Barack Obama said so, by way of saying Sarah Palin is no expert on nukes.
http://www.foxnews.com/politics/2010/04/08/obama-palins-expert-nuclear-strategy/
[QUOTE]“Last I checked, Palin’s not an expert on nukes,” Obama told ABC News. “If the secretary of defense and chairman of the Joint Chief of Staff are comfortable, I’ll take my advice from them and not Sarah Palin.[/QUOTE]
Wouldn’t President Palin have a Secretary of Defense and chairman of the Joint Chiefs of Staff, to dispense their advice, as Obama’s has.
And, Obama actually ignored his Secreatry of Defense’s advice, so he lied.

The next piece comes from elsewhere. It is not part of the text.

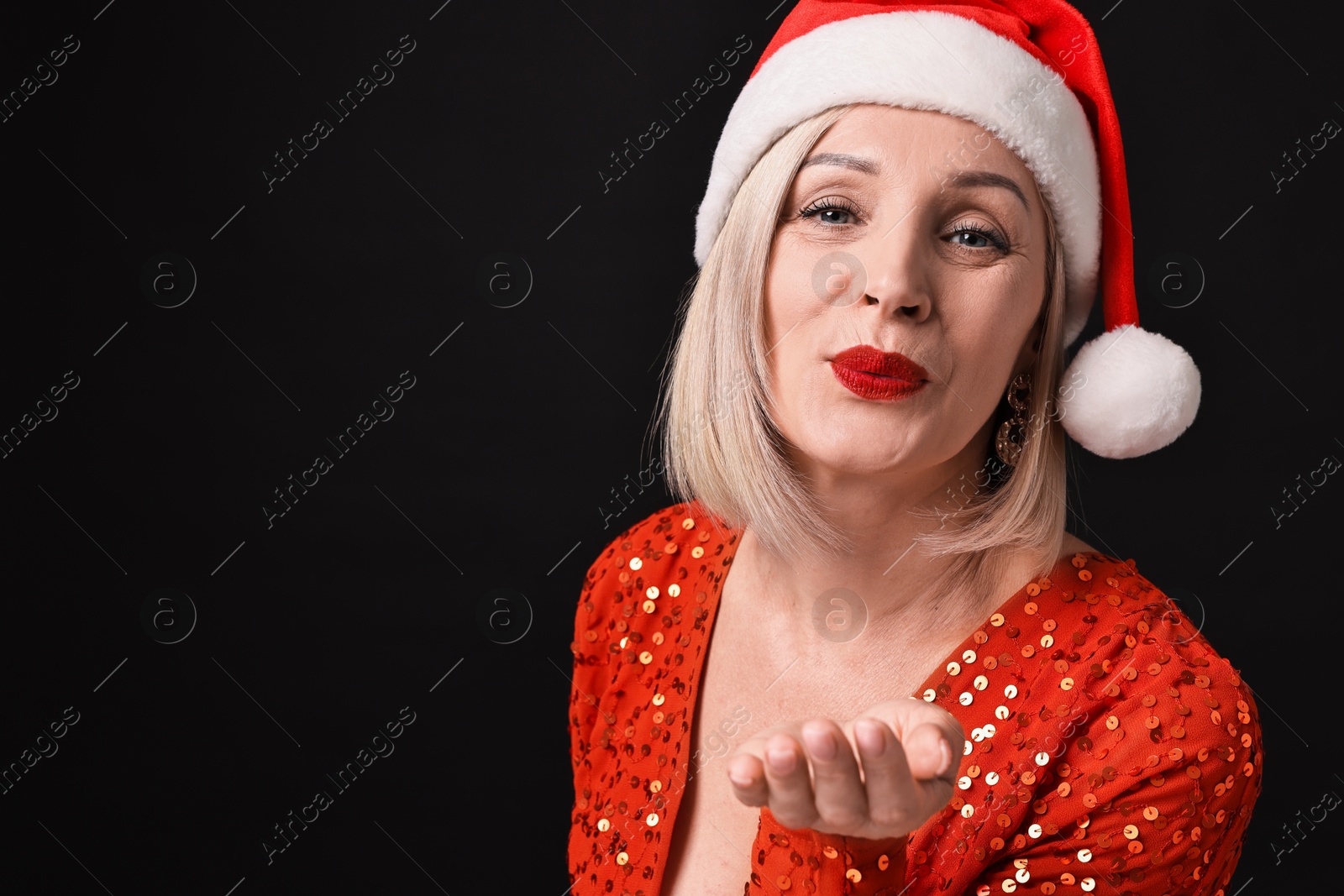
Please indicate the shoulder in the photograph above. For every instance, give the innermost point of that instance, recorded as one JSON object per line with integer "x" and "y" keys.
{"x": 654, "y": 557}
{"x": 1135, "y": 743}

http://www.time.com/time/nation/article/0,8599,1873887,00.html?xid=rss-topstories
[QUOTE]
Time:
The latest U.S. nuclear showdown doesn’t involve any foreign enemy. Instead, it pits President Barack Obama against his Defense Secretary, Robert Gates, and concerns the question of whether America needs a new generation of nuclear warheads. While serving under former President Bush, Gates had repeatedly called for the Reliable Replacement Warhead (RRW) program to be put into operation, because the nation’s current nukes — mostly produced in the 1970s and 1980s — are growing so old that their destructive power may be in question.
“The Reliable Replacement Warhead is not about new capabilities, but about safety, reliability and security,” Gates said in a speech in the week before last November’s election. And in an article in the current issue of Foreign Affairs, released in early December after Gates had been tapped by Obama to stay on at the Pentagon, Gates repeated that refrain. “Even though the days of hair-trigger superpower confrontation are over, as long as other nations possess the bomb and the means to deliver it, the United States must maintain a credible strategic deterrent,” he wrote. “Congress needs to do its part by funding the Reliable Replacement Warhead Program — for safety, for security, and for a more reliable deterrent.” The RRW basically trades away explosive force for greater assurance that the new warheads would work predictably in the absence of tests, which the U.S. has refrained from conducting for nearly two decades to help advance non-proliferation goals.